RELEASE DATE: January 11, 2019
MPAA RATING: PG-13 (for suggestive content and drug use)
As we learn from the film’s opening sequence, The Upside is inspired by a true story. It’s good that director Neil Burger (The Illusionist) clues the audience in on this fact, since it is one of those stories that, in many ways, seems unlikely to have occurred. The movie is also based on the 2011 French film, The Intouchables.
Despite it being categorized as a comedy, The Upside is filled with poignancy and pathos, thanks in large part to the work of screenwriter Jon Hartmere. In a real sense it is a “buddy movie,” as a friendship develops between an ex-convict named Dell (Kevin Hart) who takes a job as an assistant to quadriplegic billionaire Philip Lacasse (Bryan Cranston).

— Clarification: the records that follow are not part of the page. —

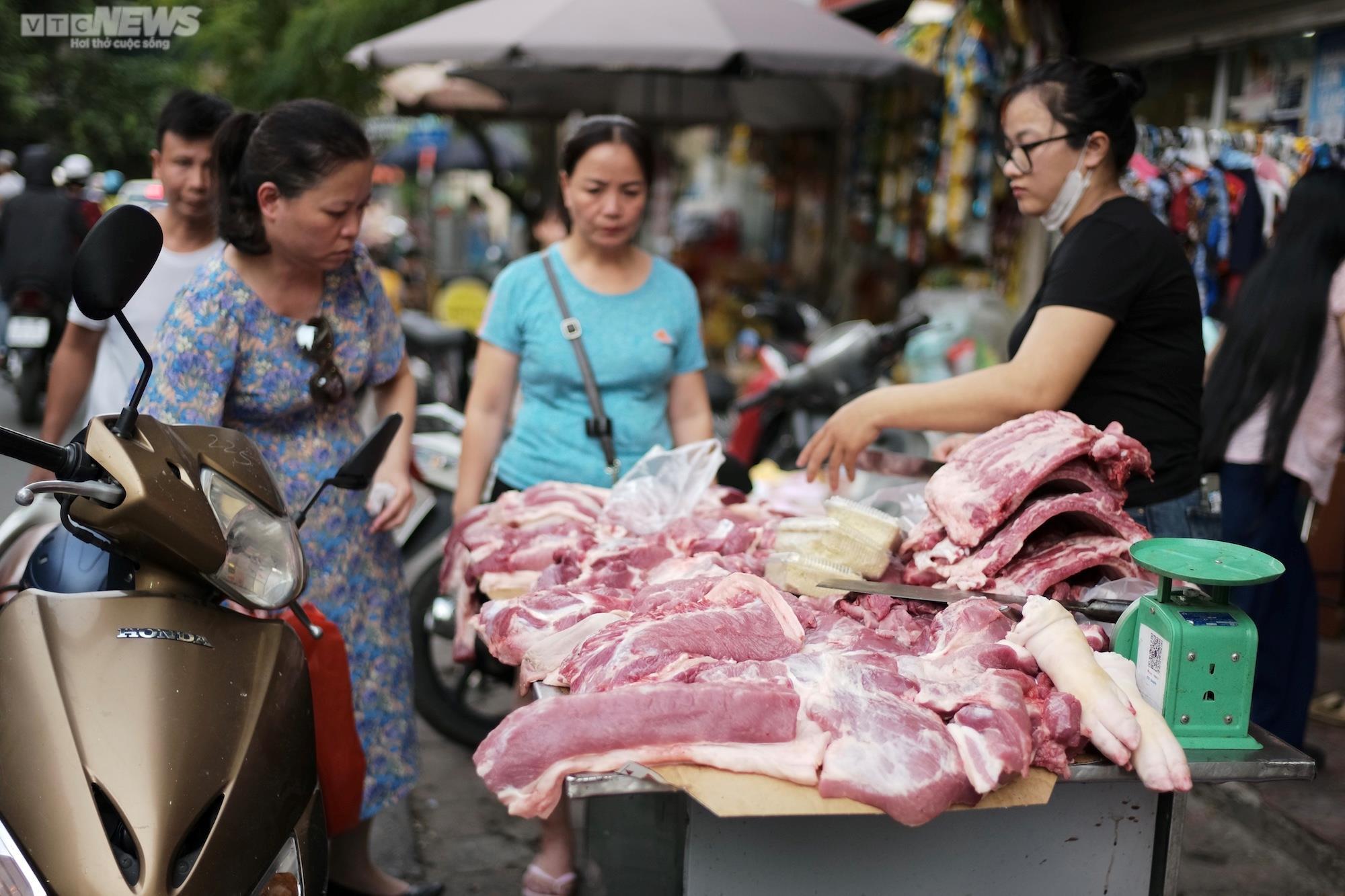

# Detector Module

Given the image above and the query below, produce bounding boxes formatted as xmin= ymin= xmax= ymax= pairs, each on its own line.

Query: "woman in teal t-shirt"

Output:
xmin=453 ymin=116 xmax=714 ymax=896
xmin=456 ymin=116 xmax=713 ymax=514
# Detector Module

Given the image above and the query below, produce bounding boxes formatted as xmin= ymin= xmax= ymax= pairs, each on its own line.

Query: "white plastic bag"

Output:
xmin=859 ymin=479 xmax=929 ymax=534
xmin=603 ymin=438 xmax=724 ymax=536
xmin=1079 ymin=579 xmax=1158 ymax=604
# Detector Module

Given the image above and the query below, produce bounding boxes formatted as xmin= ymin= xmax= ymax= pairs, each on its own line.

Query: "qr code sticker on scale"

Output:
xmin=1135 ymin=626 xmax=1169 ymax=712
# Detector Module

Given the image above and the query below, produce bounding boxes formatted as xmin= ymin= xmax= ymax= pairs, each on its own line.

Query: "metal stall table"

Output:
xmin=566 ymin=727 xmax=1315 ymax=896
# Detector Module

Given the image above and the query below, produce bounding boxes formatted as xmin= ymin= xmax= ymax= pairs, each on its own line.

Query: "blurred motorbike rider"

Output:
xmin=61 ymin=152 xmax=102 ymax=229
xmin=0 ymin=144 xmax=89 ymax=337
xmin=0 ymin=149 xmax=23 ymax=204
xmin=30 ymin=90 xmax=233 ymax=482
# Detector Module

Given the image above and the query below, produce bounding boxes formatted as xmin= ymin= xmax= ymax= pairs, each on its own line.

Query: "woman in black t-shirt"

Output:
xmin=799 ymin=59 xmax=1210 ymax=536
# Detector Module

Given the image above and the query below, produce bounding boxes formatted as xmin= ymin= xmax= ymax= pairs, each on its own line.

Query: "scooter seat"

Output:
xmin=402 ymin=311 xmax=476 ymax=351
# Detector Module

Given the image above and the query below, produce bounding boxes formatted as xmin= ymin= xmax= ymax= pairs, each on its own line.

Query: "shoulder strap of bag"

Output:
xmin=542 ymin=251 xmax=621 ymax=486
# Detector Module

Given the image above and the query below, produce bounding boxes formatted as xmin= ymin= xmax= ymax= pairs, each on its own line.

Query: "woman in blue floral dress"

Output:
xmin=145 ymin=99 xmax=441 ymax=896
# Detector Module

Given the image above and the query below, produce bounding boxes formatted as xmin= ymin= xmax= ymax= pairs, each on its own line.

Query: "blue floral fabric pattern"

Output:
xmin=143 ymin=246 xmax=416 ymax=818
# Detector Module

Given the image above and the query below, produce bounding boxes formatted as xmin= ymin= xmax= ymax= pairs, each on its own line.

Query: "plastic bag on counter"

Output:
xmin=859 ymin=479 xmax=929 ymax=533
xmin=603 ymin=438 xmax=724 ymax=536
xmin=1079 ymin=579 xmax=1157 ymax=604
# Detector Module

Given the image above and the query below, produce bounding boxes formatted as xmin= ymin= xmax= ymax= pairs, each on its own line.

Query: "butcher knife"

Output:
xmin=854 ymin=448 xmax=943 ymax=479
xmin=818 ymin=579 xmax=1130 ymax=622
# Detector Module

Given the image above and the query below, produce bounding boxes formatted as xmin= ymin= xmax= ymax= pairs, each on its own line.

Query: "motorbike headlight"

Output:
xmin=200 ymin=469 xmax=304 ymax=610
xmin=252 ymin=837 xmax=304 ymax=896
xmin=0 ymin=823 xmax=47 ymax=896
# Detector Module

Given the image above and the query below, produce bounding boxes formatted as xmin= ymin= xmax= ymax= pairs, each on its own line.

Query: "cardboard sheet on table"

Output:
xmin=654 ymin=766 xmax=1056 ymax=818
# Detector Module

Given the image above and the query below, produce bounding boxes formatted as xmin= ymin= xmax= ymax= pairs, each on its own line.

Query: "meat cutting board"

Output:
xmin=654 ymin=766 xmax=1056 ymax=818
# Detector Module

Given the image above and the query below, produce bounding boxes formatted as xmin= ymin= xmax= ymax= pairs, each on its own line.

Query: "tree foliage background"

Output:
xmin=0 ymin=0 xmax=457 ymax=177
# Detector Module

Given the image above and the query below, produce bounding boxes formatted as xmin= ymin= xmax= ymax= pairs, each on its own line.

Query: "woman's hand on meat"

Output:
xmin=798 ymin=389 xmax=885 ymax=491
xmin=369 ymin=462 xmax=416 ymax=532
xmin=931 ymin=432 xmax=978 ymax=463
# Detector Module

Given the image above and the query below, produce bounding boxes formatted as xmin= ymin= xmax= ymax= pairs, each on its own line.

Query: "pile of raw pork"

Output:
xmin=444 ymin=418 xmax=1181 ymax=825
xmin=901 ymin=410 xmax=1153 ymax=592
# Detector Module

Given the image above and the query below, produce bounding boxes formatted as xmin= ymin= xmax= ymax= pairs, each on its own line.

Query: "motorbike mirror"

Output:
xmin=295 ymin=414 xmax=402 ymax=526
xmin=71 ymin=206 xmax=164 ymax=320
xmin=328 ymin=414 xmax=402 ymax=491
xmin=71 ymin=206 xmax=164 ymax=438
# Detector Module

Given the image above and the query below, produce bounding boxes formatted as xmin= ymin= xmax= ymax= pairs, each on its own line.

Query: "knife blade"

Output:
xmin=818 ymin=579 xmax=1130 ymax=622
xmin=854 ymin=448 xmax=943 ymax=479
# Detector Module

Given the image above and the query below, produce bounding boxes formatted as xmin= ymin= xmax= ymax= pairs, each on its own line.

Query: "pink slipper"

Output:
xmin=523 ymin=865 xmax=578 ymax=896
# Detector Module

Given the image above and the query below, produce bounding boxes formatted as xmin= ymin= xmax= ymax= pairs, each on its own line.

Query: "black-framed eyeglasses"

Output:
xmin=995 ymin=133 xmax=1083 ymax=175
xmin=295 ymin=317 xmax=346 ymax=405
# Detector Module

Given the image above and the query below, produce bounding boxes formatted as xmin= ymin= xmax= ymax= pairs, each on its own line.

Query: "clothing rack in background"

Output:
xmin=1122 ymin=124 xmax=1345 ymax=319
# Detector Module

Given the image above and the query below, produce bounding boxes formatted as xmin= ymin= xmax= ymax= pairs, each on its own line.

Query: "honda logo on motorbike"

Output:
xmin=117 ymin=628 xmax=215 ymax=650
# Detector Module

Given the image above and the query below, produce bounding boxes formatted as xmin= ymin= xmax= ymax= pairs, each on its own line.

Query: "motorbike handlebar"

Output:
xmin=878 ymin=307 xmax=929 ymax=354
xmin=0 ymin=426 xmax=83 ymax=479
xmin=733 ymin=386 xmax=775 ymax=413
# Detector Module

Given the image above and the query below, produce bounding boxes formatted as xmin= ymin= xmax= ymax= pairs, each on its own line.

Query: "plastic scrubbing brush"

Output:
xmin=765 ymin=553 xmax=858 ymax=598
xmin=816 ymin=526 xmax=892 ymax=580
xmin=822 ymin=498 xmax=901 ymax=551
xmin=773 ymin=517 xmax=841 ymax=555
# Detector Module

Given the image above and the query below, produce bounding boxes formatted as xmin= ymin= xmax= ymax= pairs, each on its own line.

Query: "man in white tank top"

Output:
xmin=30 ymin=90 xmax=231 ymax=482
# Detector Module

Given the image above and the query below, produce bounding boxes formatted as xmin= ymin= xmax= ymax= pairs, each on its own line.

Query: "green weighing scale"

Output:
xmin=1115 ymin=538 xmax=1284 ymax=749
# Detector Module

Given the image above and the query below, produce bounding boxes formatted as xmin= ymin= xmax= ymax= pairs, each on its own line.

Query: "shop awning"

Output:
xmin=1061 ymin=0 xmax=1345 ymax=62
xmin=346 ymin=0 xmax=915 ymax=79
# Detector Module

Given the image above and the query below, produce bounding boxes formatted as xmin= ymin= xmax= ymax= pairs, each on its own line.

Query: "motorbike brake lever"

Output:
xmin=13 ymin=479 xmax=126 ymax=507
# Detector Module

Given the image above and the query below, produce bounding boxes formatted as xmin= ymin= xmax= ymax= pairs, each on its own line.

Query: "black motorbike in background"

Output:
xmin=729 ymin=315 xmax=929 ymax=470
xmin=402 ymin=309 xmax=476 ymax=410
xmin=5 ymin=282 xmax=69 ymax=423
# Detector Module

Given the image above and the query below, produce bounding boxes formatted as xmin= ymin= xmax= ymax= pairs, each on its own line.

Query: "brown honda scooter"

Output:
xmin=0 ymin=206 xmax=401 ymax=896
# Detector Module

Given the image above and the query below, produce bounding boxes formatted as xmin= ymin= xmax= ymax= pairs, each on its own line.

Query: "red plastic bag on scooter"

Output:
xmin=281 ymin=603 xmax=364 ymax=837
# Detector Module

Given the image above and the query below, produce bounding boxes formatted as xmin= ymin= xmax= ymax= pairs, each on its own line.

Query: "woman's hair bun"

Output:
xmin=1111 ymin=66 xmax=1149 ymax=104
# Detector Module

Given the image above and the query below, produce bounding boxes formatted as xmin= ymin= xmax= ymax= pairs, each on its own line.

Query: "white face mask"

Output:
xmin=1041 ymin=147 xmax=1092 ymax=233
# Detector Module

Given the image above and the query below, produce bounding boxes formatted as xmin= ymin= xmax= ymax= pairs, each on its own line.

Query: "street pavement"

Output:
xmin=0 ymin=380 xmax=1345 ymax=896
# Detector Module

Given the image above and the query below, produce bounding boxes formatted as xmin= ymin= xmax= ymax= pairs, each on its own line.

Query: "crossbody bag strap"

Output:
xmin=542 ymin=251 xmax=621 ymax=486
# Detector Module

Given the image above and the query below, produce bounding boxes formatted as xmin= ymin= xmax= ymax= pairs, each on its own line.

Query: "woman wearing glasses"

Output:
xmin=144 ymin=99 xmax=430 ymax=895
xmin=799 ymin=59 xmax=1209 ymax=536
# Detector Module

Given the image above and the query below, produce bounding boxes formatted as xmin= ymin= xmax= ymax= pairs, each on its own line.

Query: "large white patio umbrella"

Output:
xmin=346 ymin=0 xmax=933 ymax=129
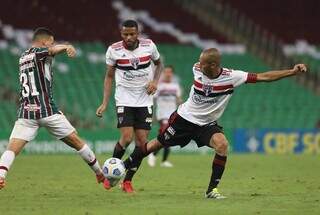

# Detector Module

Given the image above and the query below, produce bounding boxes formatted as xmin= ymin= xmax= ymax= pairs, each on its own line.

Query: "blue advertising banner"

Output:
xmin=233 ymin=129 xmax=320 ymax=154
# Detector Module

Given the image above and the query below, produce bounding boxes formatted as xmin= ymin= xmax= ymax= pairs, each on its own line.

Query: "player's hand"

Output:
xmin=146 ymin=81 xmax=158 ymax=95
xmin=66 ymin=45 xmax=77 ymax=57
xmin=96 ymin=104 xmax=107 ymax=117
xmin=293 ymin=64 xmax=308 ymax=74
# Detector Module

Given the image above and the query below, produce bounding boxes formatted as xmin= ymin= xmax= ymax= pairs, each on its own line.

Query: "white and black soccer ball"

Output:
xmin=102 ymin=158 xmax=126 ymax=186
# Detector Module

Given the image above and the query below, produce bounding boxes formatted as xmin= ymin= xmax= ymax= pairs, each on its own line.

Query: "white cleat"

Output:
xmin=148 ymin=153 xmax=157 ymax=167
xmin=160 ymin=161 xmax=173 ymax=168
xmin=0 ymin=178 xmax=6 ymax=190
xmin=204 ymin=188 xmax=227 ymax=199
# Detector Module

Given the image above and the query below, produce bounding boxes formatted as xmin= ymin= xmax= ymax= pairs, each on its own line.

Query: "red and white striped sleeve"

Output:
xmin=246 ymin=73 xmax=257 ymax=83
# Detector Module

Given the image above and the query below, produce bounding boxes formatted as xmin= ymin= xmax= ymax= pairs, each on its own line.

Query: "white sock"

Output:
xmin=78 ymin=144 xmax=102 ymax=174
xmin=0 ymin=150 xmax=15 ymax=178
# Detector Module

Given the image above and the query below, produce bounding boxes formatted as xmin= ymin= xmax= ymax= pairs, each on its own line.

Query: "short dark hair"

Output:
xmin=164 ymin=65 xmax=174 ymax=72
xmin=121 ymin=19 xmax=138 ymax=30
xmin=32 ymin=27 xmax=54 ymax=41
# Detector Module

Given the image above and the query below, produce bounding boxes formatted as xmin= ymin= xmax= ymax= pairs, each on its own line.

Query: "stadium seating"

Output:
xmin=0 ymin=42 xmax=320 ymax=130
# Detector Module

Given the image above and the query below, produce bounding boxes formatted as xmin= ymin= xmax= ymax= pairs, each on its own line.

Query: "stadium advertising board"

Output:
xmin=233 ymin=129 xmax=320 ymax=154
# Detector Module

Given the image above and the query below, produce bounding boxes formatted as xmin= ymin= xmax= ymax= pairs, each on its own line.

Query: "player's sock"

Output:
xmin=112 ymin=142 xmax=126 ymax=159
xmin=123 ymin=144 xmax=148 ymax=170
xmin=207 ymin=154 xmax=227 ymax=193
xmin=162 ymin=147 xmax=170 ymax=162
xmin=152 ymin=149 xmax=160 ymax=156
xmin=123 ymin=160 xmax=142 ymax=181
xmin=0 ymin=150 xmax=15 ymax=178
xmin=78 ymin=144 xmax=102 ymax=174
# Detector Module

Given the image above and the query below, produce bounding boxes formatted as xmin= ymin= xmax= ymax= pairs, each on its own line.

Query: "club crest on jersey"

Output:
xmin=129 ymin=58 xmax=140 ymax=69
xmin=202 ymin=84 xmax=213 ymax=96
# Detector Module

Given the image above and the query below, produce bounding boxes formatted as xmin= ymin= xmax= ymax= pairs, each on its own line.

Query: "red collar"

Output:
xmin=122 ymin=39 xmax=140 ymax=51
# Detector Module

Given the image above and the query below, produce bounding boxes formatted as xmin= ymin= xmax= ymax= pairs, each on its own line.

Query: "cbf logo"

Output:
xmin=129 ymin=58 xmax=140 ymax=69
xmin=202 ymin=84 xmax=213 ymax=96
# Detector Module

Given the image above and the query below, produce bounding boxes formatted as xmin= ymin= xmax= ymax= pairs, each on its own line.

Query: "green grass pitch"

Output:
xmin=0 ymin=154 xmax=320 ymax=215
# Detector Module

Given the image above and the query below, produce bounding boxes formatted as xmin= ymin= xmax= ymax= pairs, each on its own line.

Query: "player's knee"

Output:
xmin=213 ymin=134 xmax=229 ymax=155
xmin=62 ymin=132 xmax=84 ymax=150
xmin=135 ymin=136 xmax=148 ymax=146
xmin=121 ymin=132 xmax=133 ymax=146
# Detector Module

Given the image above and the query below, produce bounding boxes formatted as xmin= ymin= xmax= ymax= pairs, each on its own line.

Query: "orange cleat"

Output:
xmin=121 ymin=181 xmax=134 ymax=193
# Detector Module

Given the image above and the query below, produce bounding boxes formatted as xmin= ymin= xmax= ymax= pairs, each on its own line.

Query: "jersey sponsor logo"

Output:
xmin=167 ymin=126 xmax=176 ymax=136
xmin=117 ymin=107 xmax=124 ymax=113
xmin=202 ymin=84 xmax=213 ymax=96
xmin=146 ymin=117 xmax=152 ymax=123
xmin=191 ymin=94 xmax=218 ymax=104
xmin=118 ymin=116 xmax=123 ymax=124
xmin=123 ymin=71 xmax=148 ymax=81
xmin=19 ymin=53 xmax=36 ymax=64
xmin=163 ymin=132 xmax=170 ymax=140
xmin=24 ymin=104 xmax=40 ymax=111
xmin=129 ymin=58 xmax=140 ymax=69
xmin=20 ymin=62 xmax=35 ymax=72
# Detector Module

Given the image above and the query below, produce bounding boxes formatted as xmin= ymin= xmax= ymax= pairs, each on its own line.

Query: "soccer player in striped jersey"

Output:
xmin=120 ymin=48 xmax=307 ymax=199
xmin=0 ymin=28 xmax=110 ymax=189
xmin=148 ymin=66 xmax=182 ymax=167
xmin=96 ymin=20 xmax=163 ymax=193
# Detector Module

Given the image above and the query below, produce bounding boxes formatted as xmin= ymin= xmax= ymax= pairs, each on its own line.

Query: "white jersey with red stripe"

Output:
xmin=155 ymin=82 xmax=181 ymax=121
xmin=178 ymin=63 xmax=257 ymax=126
xmin=106 ymin=38 xmax=160 ymax=107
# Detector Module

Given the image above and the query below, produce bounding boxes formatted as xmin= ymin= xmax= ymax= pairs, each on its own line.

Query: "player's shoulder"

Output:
xmin=221 ymin=68 xmax=234 ymax=76
xmin=139 ymin=38 xmax=155 ymax=47
xmin=192 ymin=62 xmax=201 ymax=72
xmin=109 ymin=40 xmax=124 ymax=51
xmin=222 ymin=68 xmax=247 ymax=76
xmin=31 ymin=47 xmax=49 ymax=53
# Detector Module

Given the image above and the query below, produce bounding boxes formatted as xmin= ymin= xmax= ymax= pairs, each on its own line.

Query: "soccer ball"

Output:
xmin=102 ymin=158 xmax=126 ymax=186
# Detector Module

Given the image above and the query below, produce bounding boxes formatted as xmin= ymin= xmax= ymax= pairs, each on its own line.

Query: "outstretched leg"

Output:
xmin=122 ymin=129 xmax=149 ymax=193
xmin=206 ymin=133 xmax=228 ymax=199
xmin=112 ymin=127 xmax=133 ymax=159
xmin=0 ymin=138 xmax=28 ymax=189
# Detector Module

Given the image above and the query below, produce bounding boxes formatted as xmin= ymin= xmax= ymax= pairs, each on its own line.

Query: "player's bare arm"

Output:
xmin=146 ymin=59 xmax=164 ymax=95
xmin=257 ymin=64 xmax=308 ymax=82
xmin=96 ymin=65 xmax=115 ymax=117
xmin=48 ymin=44 xmax=76 ymax=57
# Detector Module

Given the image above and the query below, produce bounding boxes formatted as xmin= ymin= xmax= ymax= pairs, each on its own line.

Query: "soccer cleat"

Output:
xmin=121 ymin=181 xmax=134 ymax=193
xmin=148 ymin=153 xmax=157 ymax=167
xmin=204 ymin=188 xmax=227 ymax=199
xmin=96 ymin=174 xmax=111 ymax=190
xmin=103 ymin=179 xmax=111 ymax=190
xmin=160 ymin=161 xmax=173 ymax=167
xmin=0 ymin=178 xmax=6 ymax=190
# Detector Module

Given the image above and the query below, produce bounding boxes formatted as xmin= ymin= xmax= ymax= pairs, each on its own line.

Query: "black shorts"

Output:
xmin=158 ymin=112 xmax=223 ymax=147
xmin=116 ymin=106 xmax=152 ymax=130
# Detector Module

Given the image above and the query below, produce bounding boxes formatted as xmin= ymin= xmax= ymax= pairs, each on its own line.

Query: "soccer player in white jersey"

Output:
xmin=96 ymin=20 xmax=163 ymax=193
xmin=148 ymin=66 xmax=181 ymax=167
xmin=120 ymin=48 xmax=307 ymax=199
xmin=0 ymin=28 xmax=110 ymax=189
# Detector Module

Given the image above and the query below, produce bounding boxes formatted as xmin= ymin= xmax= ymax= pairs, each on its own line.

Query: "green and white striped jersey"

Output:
xmin=18 ymin=47 xmax=59 ymax=119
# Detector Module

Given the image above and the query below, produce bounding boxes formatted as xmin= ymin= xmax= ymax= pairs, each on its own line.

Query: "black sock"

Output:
xmin=112 ymin=142 xmax=126 ymax=159
xmin=124 ymin=145 xmax=148 ymax=181
xmin=207 ymin=154 xmax=227 ymax=193
xmin=152 ymin=149 xmax=160 ymax=156
xmin=162 ymin=147 xmax=170 ymax=162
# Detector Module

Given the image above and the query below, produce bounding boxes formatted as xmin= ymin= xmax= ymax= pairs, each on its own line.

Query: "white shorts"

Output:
xmin=10 ymin=114 xmax=75 ymax=142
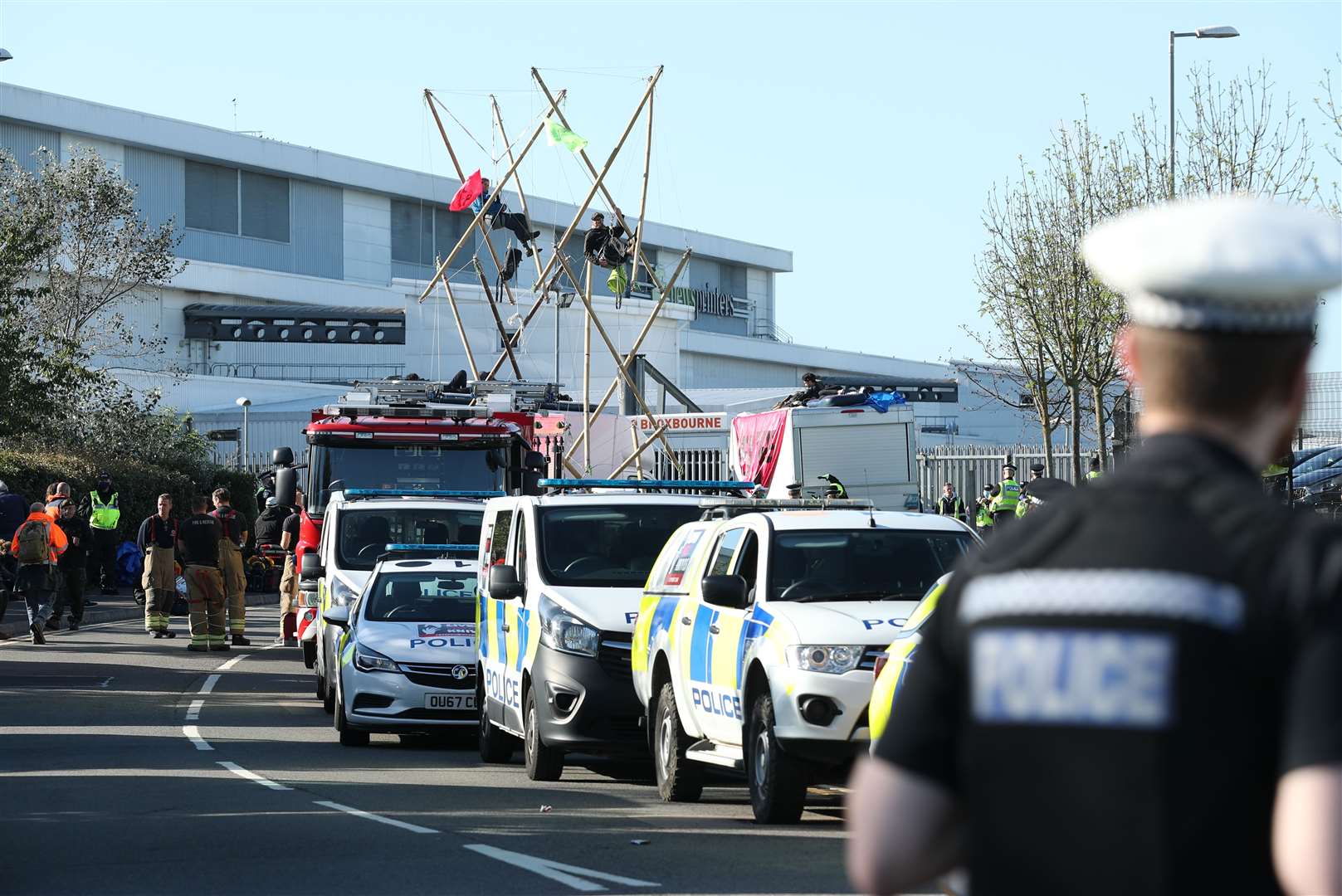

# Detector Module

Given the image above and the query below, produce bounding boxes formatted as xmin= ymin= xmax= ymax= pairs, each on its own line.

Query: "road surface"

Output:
xmin=0 ymin=606 xmax=891 ymax=894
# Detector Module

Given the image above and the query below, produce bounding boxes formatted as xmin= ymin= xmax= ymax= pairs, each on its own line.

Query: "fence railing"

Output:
xmin=918 ymin=446 xmax=1105 ymax=504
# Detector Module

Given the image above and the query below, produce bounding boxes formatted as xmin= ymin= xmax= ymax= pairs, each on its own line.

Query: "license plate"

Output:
xmin=424 ymin=694 xmax=475 ymax=709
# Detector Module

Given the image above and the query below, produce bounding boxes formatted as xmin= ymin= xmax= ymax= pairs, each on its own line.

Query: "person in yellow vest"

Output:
xmin=209 ymin=489 xmax=251 ymax=646
xmin=83 ymin=472 xmax=121 ymax=594
xmin=974 ymin=485 xmax=993 ymax=537
xmin=990 ymin=461 xmax=1020 ymax=526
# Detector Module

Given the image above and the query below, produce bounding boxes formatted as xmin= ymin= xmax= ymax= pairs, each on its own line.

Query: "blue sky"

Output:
xmin=0 ymin=0 xmax=1342 ymax=370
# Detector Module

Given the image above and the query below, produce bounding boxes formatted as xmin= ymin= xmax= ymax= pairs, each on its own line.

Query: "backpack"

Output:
xmin=15 ymin=519 xmax=51 ymax=563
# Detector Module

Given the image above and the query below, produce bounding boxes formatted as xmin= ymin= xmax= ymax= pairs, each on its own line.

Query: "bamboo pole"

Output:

Hart’s performance is mellow, some may say restrained even, compared to many of his film roles, and Cranston again shows us how good he is with his craft, especially given the confines of a wheelchair, where he is essentially performing from the neck upward. It is worth noting that Cranston has taken some heat from various individuals and organizations that feel the role should have gone to a disabled actor. Regardless of one’s perspective on that, it would be difficult for one to find fault with his portrayal, which is often subtle and nuanced in several key scenes.
The upside to The Upside is that it is an engaging and entertaining film that runs the gamut of emotions, from laughter to tears. In the end it reminds us to cherish friendship and to embrace life, no matter our circumstances.